Unified Memory Management
There's a trend in database memory management design that I'm really excited about, and that is rethinking the abstraction boundaries of the buffer pool.
I'm excited for it because, well, I'm a mark for the promise of a grand unified abstraction.
There are two main consumers of memory in a database. The first is the caching data from disk so it can be more easily accessed. Traditionally, databases solve this with what's called a buffer pool, which most people from other fields would most likely call a "write-through cache," but its semantics are generally specific enough that it's its own thing.
It's a big slab of memory composed of "pages," where each of those pages correspond to a page on disk. Then there's some careful logic to ensure that changes to these pages make it to the WAL and eventually back to disk itself once they're evicted from memory.
Tuning the buffer pool is a very important part of performance for a database. Tinkering with the buffer pool size is among the highest leverage knobs for tuning an installation of a database.
The second main consumer of memory is query processing. Lots of query operators use unbounded and unpredictable amounts of memory. Hash tables for aggregation, joins, scratch space for sorts—it in the realm of "basically impossible" to perfectly know the sizes of these ahead of time and so your database generally has to have some level of built in elasticity and flexibility when it comes to the amount of memory a query will use.

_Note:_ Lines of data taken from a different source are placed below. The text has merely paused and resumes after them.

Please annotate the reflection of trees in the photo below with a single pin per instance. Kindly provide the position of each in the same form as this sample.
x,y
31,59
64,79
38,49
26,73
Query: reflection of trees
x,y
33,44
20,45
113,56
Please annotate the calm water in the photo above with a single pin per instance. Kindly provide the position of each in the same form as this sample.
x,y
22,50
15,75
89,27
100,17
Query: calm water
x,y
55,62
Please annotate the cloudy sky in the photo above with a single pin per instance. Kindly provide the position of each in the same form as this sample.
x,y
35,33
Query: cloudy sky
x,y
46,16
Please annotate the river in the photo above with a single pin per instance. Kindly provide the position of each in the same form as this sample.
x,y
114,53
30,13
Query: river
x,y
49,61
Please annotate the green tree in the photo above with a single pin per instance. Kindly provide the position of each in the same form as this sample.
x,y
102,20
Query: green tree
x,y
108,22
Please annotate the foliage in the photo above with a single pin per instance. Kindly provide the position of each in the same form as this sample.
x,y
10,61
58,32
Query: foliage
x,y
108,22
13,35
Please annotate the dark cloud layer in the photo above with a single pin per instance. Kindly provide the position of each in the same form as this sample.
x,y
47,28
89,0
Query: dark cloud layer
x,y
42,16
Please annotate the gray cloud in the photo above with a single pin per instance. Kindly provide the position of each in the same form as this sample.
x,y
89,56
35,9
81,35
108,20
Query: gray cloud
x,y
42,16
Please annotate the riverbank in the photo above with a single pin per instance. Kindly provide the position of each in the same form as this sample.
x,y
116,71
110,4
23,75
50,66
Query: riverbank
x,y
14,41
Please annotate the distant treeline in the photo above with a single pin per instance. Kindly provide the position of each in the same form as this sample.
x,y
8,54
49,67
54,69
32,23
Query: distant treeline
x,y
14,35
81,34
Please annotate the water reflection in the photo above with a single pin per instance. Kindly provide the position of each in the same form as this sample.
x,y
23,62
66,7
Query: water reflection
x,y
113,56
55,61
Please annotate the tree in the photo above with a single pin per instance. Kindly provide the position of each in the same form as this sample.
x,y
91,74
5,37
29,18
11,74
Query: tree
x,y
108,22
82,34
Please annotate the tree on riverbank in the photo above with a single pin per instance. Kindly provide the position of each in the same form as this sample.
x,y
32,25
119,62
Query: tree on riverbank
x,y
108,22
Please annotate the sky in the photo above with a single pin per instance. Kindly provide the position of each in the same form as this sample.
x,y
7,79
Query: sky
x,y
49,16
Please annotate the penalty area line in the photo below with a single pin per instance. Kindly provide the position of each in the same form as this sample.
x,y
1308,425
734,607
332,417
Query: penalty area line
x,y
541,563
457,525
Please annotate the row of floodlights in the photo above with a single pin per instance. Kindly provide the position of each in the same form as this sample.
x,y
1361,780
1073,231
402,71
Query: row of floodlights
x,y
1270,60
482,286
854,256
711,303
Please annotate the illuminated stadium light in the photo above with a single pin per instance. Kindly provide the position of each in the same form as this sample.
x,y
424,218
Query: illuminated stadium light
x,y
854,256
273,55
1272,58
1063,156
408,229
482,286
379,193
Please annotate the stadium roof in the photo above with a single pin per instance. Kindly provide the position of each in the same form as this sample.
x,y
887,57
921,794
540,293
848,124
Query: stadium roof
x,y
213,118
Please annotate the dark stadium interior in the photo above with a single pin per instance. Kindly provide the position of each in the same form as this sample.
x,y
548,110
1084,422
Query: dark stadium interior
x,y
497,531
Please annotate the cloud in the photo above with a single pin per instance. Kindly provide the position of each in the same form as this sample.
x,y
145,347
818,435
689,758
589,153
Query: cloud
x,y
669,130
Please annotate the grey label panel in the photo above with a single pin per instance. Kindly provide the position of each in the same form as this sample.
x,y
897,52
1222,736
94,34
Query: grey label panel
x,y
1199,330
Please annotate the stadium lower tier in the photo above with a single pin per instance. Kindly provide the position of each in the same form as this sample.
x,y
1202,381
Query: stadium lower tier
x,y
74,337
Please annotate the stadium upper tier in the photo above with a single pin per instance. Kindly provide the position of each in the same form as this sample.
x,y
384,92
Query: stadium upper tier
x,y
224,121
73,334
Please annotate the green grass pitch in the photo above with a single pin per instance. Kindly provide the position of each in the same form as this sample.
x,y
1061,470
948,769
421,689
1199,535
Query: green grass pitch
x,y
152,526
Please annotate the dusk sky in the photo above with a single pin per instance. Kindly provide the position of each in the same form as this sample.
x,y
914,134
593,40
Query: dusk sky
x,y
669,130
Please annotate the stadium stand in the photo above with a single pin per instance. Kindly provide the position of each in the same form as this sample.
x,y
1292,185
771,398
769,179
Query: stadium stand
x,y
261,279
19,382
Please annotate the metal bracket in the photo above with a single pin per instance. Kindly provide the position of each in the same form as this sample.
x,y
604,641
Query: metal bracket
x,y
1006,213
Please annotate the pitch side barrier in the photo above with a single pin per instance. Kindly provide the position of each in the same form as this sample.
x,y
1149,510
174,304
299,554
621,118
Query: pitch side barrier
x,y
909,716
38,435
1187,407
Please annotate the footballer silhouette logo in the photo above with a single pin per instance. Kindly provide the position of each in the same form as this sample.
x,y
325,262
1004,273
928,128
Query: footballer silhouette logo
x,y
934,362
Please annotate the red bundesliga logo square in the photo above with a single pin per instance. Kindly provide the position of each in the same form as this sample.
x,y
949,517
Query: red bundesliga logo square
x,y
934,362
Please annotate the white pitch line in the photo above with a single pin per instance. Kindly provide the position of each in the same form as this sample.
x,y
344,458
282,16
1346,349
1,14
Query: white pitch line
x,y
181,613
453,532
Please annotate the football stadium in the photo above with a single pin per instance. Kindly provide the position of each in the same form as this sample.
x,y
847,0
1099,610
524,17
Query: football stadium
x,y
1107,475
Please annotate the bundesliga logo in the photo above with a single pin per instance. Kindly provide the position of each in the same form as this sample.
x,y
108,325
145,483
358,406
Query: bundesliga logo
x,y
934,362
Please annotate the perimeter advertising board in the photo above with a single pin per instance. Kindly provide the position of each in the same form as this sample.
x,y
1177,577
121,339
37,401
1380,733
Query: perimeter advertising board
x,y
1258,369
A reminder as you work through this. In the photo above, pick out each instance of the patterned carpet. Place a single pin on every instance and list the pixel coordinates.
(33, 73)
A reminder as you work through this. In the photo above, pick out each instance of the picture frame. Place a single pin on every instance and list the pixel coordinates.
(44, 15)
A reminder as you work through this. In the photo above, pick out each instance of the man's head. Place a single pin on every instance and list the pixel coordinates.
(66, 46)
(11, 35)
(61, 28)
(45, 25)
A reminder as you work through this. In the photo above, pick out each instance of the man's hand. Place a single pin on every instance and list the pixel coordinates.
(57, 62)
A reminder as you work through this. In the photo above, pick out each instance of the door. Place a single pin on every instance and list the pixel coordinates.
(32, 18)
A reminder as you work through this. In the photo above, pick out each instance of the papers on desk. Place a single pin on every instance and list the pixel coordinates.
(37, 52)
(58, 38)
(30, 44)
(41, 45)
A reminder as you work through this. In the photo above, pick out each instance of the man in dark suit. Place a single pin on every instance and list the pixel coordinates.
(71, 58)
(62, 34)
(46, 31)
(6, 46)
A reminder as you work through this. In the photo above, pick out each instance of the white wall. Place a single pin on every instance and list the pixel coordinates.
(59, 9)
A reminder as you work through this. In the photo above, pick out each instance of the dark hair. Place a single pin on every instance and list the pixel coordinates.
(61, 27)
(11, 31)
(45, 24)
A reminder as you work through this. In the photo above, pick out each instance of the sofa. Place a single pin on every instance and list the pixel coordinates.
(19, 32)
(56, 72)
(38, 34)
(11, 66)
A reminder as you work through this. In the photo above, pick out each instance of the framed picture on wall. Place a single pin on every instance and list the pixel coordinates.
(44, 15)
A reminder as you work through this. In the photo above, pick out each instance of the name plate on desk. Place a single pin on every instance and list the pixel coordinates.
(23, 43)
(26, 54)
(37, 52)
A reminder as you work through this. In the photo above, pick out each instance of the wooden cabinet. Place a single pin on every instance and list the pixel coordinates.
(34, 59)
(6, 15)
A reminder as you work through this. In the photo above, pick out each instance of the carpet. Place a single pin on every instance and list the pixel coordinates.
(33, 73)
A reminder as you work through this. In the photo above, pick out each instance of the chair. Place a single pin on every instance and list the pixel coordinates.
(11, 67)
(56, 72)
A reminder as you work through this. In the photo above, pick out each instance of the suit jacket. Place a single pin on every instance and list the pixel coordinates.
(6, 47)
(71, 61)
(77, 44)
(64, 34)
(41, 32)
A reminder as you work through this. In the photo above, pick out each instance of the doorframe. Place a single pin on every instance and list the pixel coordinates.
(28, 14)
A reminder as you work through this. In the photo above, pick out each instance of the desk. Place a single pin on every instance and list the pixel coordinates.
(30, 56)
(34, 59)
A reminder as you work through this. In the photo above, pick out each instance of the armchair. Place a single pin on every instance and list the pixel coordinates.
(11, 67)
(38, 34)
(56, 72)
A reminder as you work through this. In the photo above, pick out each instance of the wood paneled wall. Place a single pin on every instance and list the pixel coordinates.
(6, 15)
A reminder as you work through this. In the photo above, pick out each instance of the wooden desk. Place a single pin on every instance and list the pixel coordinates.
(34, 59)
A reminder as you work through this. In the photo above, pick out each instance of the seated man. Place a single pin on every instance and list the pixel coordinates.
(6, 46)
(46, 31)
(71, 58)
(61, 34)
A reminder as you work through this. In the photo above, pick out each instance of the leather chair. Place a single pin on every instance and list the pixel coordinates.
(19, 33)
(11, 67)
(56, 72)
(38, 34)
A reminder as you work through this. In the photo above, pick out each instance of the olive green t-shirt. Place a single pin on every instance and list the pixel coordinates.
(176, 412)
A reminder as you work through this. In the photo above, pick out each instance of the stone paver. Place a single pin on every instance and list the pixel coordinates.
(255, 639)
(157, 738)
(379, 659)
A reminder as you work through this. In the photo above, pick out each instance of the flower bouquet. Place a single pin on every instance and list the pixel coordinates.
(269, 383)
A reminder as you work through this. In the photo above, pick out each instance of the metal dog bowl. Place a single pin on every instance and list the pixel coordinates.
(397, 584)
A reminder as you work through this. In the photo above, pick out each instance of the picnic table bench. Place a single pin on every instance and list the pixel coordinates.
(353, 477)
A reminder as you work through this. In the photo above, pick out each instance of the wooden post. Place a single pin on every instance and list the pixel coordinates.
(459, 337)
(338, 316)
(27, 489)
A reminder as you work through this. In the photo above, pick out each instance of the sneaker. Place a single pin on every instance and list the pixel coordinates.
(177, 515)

This means there are two mechanisms that are basically hard requirements of a query processing system:
- enforced memory limits so a query can be killed before causing the system to OOM, and
- spill-to-disk behaviour so a query can complete even if it would use more memory than available.
As an aside, this is a big reason I don't love Go for implementing databases, the language just doesn't really have great mechanisms to do the first thing. I've worked in a system where we made a "memory monitor" where we manually made note of any dynamic allocations that were occurring. This sucked (and everyone agreed) for a couple reasons.
- It was really easy to forget to track an allocation. Go makes dynamically allocating memory very quiet and just the normal process of writing Go code causes a lot of problems.
- It doesn't really...work. It's hard to predict how much actual memory, for example, a Go map will use. This is okay if you're willing to run the system with a lot of headroom but it doesn't make it super easy to sleep at night if you'd like to have tighter control over how memory is used.
Rust is better, but the standard library not having fallible allocations is also kind of annoying.
There is an emerging technique that recognizes that "hey, these two problems are actually pretty similar: they both want to carefully manage the dance of data between memory and disk and have some specific policies around how data can be moved between those two. What if we used the same mechanism for both of them?" What if we just used one big buffer pool for both of them?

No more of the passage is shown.